EFFETTI  COLLATERALI: può dare allergia in pazienti con intolleranza alle Asteraceae, con presenza di anticorpi specifici della classe delle IgE. Va quindi usata con cautela in pazienti allergici.
CONTROINDICAZIONI: questa pianta è controindicata in pazienti che debbano seguire una terapia soppressiva del sistema immunitario perché colpiti da malattie autoimmuni quali ad esempio rtrite reumatoide, collagenosi, sclerosi multipla e altre ancora.
Se usata per periodi superiori a 8 settimane e a dosi elevate questa pianta può dare epatotossicità, per cui non dovrebbe essere usata in pazienti con evidente insufficienza epatica.
INTERAZIONI COI FARMACI: può potenziare l’effetto negativo sul fegato di farmaci epatotossici come steroidi anabolizzanti, amiodarone, metotrexate e ketoconazolo.

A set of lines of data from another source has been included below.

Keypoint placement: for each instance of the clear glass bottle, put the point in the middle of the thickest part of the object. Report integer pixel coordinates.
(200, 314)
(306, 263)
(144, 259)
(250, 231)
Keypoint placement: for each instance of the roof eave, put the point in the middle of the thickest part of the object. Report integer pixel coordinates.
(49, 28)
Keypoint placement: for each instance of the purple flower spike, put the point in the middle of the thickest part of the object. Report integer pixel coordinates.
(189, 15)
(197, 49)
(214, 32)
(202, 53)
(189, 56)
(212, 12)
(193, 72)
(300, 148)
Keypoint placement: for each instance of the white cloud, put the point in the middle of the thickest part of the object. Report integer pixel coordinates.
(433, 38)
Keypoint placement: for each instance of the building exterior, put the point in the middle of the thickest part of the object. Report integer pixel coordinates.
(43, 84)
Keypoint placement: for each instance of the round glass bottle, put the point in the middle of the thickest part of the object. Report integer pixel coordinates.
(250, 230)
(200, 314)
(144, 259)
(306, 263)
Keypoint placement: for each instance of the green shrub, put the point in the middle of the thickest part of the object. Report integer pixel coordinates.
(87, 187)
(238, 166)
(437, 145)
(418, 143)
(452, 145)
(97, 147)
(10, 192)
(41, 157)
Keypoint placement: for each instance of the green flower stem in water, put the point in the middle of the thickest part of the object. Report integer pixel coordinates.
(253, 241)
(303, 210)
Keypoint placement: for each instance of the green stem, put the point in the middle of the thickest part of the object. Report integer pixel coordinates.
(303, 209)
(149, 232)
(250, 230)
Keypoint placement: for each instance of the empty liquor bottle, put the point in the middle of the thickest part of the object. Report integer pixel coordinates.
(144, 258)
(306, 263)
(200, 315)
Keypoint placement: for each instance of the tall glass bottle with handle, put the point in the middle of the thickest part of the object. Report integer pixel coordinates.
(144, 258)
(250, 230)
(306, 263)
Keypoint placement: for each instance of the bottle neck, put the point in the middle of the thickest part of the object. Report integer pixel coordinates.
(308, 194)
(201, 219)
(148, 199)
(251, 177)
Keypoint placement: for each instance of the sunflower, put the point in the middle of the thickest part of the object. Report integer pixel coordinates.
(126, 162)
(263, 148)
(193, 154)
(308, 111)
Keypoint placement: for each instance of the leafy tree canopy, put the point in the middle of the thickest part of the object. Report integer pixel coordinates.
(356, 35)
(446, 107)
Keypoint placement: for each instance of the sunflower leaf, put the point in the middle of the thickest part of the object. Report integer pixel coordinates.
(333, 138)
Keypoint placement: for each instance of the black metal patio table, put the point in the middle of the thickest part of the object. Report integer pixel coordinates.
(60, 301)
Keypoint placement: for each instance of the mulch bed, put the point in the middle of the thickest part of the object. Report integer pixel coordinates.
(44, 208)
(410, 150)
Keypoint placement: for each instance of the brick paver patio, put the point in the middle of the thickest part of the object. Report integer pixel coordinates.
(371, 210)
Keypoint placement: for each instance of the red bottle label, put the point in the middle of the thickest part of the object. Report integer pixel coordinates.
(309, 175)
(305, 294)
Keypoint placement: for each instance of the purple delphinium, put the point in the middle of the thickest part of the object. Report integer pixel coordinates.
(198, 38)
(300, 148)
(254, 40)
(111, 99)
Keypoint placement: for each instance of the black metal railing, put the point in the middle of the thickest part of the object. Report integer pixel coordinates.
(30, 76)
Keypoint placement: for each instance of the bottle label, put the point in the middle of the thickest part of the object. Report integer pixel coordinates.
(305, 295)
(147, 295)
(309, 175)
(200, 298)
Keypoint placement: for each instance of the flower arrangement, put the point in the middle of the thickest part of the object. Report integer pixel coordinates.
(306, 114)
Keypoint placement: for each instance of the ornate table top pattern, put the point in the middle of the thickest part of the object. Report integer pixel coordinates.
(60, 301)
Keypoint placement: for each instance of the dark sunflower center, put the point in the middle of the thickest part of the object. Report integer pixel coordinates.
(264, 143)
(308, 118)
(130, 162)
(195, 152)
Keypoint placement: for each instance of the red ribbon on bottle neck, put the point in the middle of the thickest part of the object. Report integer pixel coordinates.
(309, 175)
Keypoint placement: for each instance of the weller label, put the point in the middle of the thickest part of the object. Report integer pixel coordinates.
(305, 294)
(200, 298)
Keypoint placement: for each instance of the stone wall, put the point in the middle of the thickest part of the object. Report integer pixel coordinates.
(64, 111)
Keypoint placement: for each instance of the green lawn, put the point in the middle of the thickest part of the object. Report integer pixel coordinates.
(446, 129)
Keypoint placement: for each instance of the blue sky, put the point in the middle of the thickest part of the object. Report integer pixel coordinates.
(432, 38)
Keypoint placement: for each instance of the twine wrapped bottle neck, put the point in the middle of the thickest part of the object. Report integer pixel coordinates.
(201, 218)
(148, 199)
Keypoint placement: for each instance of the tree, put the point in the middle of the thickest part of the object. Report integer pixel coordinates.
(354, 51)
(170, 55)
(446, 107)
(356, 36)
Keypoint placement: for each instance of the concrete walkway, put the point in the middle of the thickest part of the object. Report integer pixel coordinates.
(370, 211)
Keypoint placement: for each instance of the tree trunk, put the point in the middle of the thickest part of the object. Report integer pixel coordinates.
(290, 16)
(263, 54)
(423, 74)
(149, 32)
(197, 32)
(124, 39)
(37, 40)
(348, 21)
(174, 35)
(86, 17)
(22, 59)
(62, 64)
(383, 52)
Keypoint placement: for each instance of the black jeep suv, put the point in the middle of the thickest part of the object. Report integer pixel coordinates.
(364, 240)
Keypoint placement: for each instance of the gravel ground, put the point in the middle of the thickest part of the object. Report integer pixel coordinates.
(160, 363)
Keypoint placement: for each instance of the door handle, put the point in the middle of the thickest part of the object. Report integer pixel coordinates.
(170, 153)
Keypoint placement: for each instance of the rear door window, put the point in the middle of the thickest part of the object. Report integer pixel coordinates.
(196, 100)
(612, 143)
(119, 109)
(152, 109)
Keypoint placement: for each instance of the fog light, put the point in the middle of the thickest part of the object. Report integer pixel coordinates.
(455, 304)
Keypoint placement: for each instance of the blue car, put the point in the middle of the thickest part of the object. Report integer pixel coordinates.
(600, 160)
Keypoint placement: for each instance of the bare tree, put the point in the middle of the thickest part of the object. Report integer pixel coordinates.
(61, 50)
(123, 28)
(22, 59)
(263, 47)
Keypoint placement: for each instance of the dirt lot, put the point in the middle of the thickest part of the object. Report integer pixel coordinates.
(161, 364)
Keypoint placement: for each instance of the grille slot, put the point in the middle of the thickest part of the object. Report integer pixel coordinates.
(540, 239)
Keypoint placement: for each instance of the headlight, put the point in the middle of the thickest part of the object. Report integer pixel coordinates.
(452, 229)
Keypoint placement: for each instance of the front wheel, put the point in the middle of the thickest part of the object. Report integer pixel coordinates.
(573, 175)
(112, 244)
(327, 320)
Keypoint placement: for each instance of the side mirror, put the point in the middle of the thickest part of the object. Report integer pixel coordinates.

DATI TOSSICOLOGICI: Dosi per via orale in dose unica di 30 g per kg di peso al giorno di succo pressato di echinacea purpurea nel ratto non hanno determinato effetti negativi apprezzabili, così come la somministrazione di 8 g per kg di peso al giorno per 4 settimane sempre nel ratto non ha dato luogo a danni evidenti.
Può essere usata in gravidanza, durante l’allattamento e in età pediatrica a partire da 1 anno di età.